Ohne Ehemann tonangebend
Ihr immenses Wissen – gibt es eigentlich irgendwelche Statuen oder Bilder, welche Haynes nicht kennt? – paart sie mit persönlichen, ironischen Anmerkungen und transferiert den Kern von der Geschichte ins Hier und Heute.

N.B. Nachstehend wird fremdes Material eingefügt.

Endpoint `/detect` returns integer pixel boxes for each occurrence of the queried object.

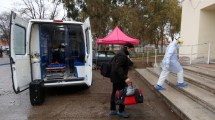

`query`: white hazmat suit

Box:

So folgen wir staunend den Göttinnen Hera (Götterkönigin), Aphrodite (Göttin der Schönheit, Lust und Liebe), Artemis (Göttin der Jagd, Waldtiere und des Mondes), Demeter (Göttin des Ackerbaus und der Fruchtbarkeit), Hestia (Göttin des Herdfeuers), Athene (Göttin der Weisheit, Schutzgöttin Athens), den neun Musen (zuständig für die schönen Künste rund um Tanz, Musik, Theater und Dichtung) und den drei Furien (Rachegöttinnen) durch ihre Geschichten.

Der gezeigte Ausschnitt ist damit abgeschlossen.